When the federal government adopted a religious protection act in 1993, same-sex marriage was not on the horizon.
An informal coalition of liberals and conservatives endorsed the Religious Freedom Restoration Act because it seemed to protect members of vulnerable religious minorities from punishment for the exercise of their beliefs. The federal legislation was set off by a case involving Native Americans who were fired and denied unemployment benefits because they took part in ceremonies with peyote, an illegal drug.
Twenty states, including Indiana last week, have since passed their own versions of religious freedom laws.
But over time, court decisions and conservative legal initiatives started to change the meaning of those laws, according to liberal activists. The state laws were not used to protect minorities, these critics say, but to allow some religious groups to undermine the rights of women, gays and lesbians or other groups.
“The coalition broke apart over the civil rights issues,” said Eunice Rho, a lawyer for the American Civil Liberties Union.

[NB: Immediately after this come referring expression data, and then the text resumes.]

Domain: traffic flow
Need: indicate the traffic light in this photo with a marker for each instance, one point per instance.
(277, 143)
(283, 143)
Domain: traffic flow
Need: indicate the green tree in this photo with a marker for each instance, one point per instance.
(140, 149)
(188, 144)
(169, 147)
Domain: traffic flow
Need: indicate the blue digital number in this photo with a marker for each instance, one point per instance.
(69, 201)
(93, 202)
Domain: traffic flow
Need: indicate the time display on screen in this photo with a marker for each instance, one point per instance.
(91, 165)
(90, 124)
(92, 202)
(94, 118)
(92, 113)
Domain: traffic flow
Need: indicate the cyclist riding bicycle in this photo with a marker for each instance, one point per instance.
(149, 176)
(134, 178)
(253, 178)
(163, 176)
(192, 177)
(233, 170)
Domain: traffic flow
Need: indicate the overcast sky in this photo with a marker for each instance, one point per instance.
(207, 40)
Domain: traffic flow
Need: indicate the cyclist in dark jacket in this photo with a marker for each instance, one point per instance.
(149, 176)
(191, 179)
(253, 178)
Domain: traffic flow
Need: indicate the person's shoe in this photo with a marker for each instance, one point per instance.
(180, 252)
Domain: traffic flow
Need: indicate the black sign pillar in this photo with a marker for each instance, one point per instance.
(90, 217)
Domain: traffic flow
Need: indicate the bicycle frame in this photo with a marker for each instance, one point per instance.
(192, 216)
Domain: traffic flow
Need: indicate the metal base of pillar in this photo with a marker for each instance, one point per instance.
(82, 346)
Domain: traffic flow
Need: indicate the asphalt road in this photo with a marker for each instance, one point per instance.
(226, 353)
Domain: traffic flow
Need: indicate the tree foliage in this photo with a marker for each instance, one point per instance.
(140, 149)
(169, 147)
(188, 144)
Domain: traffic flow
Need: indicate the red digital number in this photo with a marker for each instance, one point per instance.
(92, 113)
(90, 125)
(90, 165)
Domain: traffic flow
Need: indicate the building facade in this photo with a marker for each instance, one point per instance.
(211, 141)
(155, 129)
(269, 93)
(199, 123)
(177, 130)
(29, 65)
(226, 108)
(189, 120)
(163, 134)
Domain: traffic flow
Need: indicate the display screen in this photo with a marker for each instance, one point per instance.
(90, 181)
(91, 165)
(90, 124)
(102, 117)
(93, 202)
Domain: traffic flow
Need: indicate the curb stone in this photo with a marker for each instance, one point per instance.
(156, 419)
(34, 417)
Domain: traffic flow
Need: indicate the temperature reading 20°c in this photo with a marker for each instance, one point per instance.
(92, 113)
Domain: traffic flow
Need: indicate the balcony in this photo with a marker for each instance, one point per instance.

The organization, which initially supported the measures, now opposes them unless they include language ensuring that they will not be used to permit discrimination or harm.
In the 1990s, for example, in the kind of case that raised red flags for civil rights advocates, landlords cited religious beliefs, sometimes with success in court, after refusing to rent to unmarried heterosexual couples.
The clash of values erupted again after Indiana adopted its own version of a “religious freedom” act last week. Arkansas is expected to approve a similar law this week.